The second thing to remember is that the law, even if there were some miraculous way to actually implement it, is not automatically synonymous with justice. From the start, Indian law has harbored repressive tendencies as evident in the draconian Armed Forces Special Powers Act of 1958, the Terrorist and Disruptive Activities (Prevention) Act 1985, and the Prevention of Terrorism Act of 2002, portions of which have been repealed, thanks only to widespread criticism of human rights violations.
“On national television we were comfortably consuming Gulzar’s mellifluous rendition of why each citizen needs to defend the samvidhan (Constitution) on one hand, and the prime time coverage of the state’s manufactured Constitutional legitimacy for an armed offensive against the ‘Maoists’ on the other.”
Immersed in the idea of emancipation that the Constitution provides, Indians have been all too prone to pledge blind loyalty to the state insofar as its actions are legal, in the process conflating the legal with the just.
No substitute for people’s power
A third limitation of this overreliance on the Constitution as a strategy for organising the protests is a strategic one. While evocations of the Constitution during protests might inspire a sense of national community, they provide no programme for action. How can citizens actually block the Citizenship Amendment Act? What is the concrete path from slogan to political change? Rallies and demonstrations organised around the Constitution lack leverage, a key part of any successful movement.
A general strike leverages the threat of work stoppage to achieve its goals, civil disobedience leverages widespread social disorder and international criticism, and grassroots agitation leverages votes and the legitimacy of elected leaders. But Constitutionalism takes the wind out of all these strategies, flattening stark antagonisms between elite and oppressed while positioning all as equal petitioners before a benevolent state.
Constitutionalism’s very ability to screen out socioeconomic inequality has enabled the mainstream media to incessantly cover anti-Modi dissent without any mention of the working class. If you surveyed the average person on the street, they would probably know something about the citizenship protests but nothing about a January 8 mass strike that, according to some claims, drew one-fifth of India’s population onto the streets. That strike, which targeted concrete socioeconomic injustices and offered clear strategies of gaining leverage, was given hardly any airtime and left no impression on the public, or even on fellow dissenters.

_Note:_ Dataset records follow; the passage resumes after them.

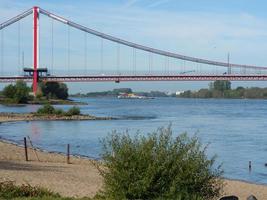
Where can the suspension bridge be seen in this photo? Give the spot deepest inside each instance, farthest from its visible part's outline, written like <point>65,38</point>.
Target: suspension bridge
<point>100,57</point>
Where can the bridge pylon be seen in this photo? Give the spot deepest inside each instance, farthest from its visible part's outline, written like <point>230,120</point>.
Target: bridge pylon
<point>35,48</point>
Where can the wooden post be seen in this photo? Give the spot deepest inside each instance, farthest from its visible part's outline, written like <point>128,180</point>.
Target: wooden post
<point>68,154</point>
<point>26,150</point>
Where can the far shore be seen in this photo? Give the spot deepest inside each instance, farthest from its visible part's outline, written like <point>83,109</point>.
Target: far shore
<point>14,117</point>
<point>80,178</point>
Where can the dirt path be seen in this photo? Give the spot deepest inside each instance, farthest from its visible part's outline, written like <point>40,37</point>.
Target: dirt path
<point>80,178</point>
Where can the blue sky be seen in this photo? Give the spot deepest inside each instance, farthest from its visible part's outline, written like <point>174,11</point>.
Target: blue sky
<point>201,28</point>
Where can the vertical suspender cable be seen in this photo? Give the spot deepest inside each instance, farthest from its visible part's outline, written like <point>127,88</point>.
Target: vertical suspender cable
<point>118,59</point>
<point>52,46</point>
<point>69,50</point>
<point>85,52</point>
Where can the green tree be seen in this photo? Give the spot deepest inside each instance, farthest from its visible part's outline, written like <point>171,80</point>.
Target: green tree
<point>9,91</point>
<point>18,93</point>
<point>158,166</point>
<point>54,90</point>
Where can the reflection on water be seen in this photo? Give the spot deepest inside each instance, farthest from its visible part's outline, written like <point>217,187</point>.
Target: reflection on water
<point>235,129</point>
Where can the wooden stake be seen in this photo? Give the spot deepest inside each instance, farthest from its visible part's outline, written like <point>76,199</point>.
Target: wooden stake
<point>68,154</point>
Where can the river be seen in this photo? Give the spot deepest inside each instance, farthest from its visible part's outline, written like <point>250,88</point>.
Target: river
<point>236,130</point>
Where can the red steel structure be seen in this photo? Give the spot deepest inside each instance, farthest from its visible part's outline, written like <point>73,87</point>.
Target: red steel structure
<point>36,11</point>
<point>35,48</point>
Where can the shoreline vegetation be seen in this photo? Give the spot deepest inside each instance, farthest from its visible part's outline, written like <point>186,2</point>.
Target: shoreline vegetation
<point>217,90</point>
<point>223,90</point>
<point>119,91</point>
<point>49,113</point>
<point>82,172</point>
<point>48,93</point>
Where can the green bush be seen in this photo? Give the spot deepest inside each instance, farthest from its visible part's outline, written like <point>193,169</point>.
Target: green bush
<point>54,90</point>
<point>158,166</point>
<point>46,110</point>
<point>18,93</point>
<point>50,110</point>
<point>73,111</point>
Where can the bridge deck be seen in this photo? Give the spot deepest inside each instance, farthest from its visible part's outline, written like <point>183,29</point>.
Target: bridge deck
<point>122,78</point>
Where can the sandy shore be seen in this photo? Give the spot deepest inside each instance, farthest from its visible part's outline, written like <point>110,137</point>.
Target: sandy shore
<point>12,117</point>
<point>80,178</point>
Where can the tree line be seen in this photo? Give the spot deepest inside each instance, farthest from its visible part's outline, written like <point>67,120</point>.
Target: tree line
<point>222,89</point>
<point>20,92</point>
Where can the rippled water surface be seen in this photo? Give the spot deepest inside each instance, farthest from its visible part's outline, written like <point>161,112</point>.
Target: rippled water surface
<point>235,129</point>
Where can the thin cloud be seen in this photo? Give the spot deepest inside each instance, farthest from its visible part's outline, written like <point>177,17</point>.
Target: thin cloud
<point>130,3</point>
<point>158,3</point>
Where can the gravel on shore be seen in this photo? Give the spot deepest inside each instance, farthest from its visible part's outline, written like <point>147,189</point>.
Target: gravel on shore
<point>81,177</point>
<point>12,117</point>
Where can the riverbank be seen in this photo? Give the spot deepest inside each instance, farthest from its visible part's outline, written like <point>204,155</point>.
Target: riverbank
<point>80,178</point>
<point>8,102</point>
<point>13,117</point>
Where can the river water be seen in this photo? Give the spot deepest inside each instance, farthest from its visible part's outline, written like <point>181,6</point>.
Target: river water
<point>236,130</point>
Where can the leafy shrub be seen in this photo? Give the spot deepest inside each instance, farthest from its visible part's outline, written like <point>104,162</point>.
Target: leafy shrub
<point>158,166</point>
<point>54,90</point>
<point>59,112</point>
<point>73,111</point>
<point>18,93</point>
<point>50,110</point>
<point>46,110</point>
<point>8,190</point>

This is a grave omission. Imagine what could have happened if the goals and strategies a mass strike had informed the Citizenship Amendment Act protests – if minorities, students, farmers, laborers, and conscientious citizens could join together for widespread civil disobedience against both the act and unemployment, both majoritarianism and economic injustice?
The opposition to the Bharatiya Janata Party’s citizenship initiatives have become a Samvidhan bachao andolan, detached from the bread-and-butter issues of an impoverished population. Meanwhile, other mass movements across the world have actually taken up strategies of the mass strike, civil disobedience, and electoral pressure to fight austerity, agitate for public goods, and demand an overthrow of the political elite class – to challenge longstanding inequalities in social and economic life.
India needs to join this movement. Instead of just chanting Ambedkar’s words, it’s time to actually put them to work.
Aparna Gopalan is a writer and educator pursuing her PhD at Harvard University. Her research focuses on the reproduction of inequality and poverty in rural India.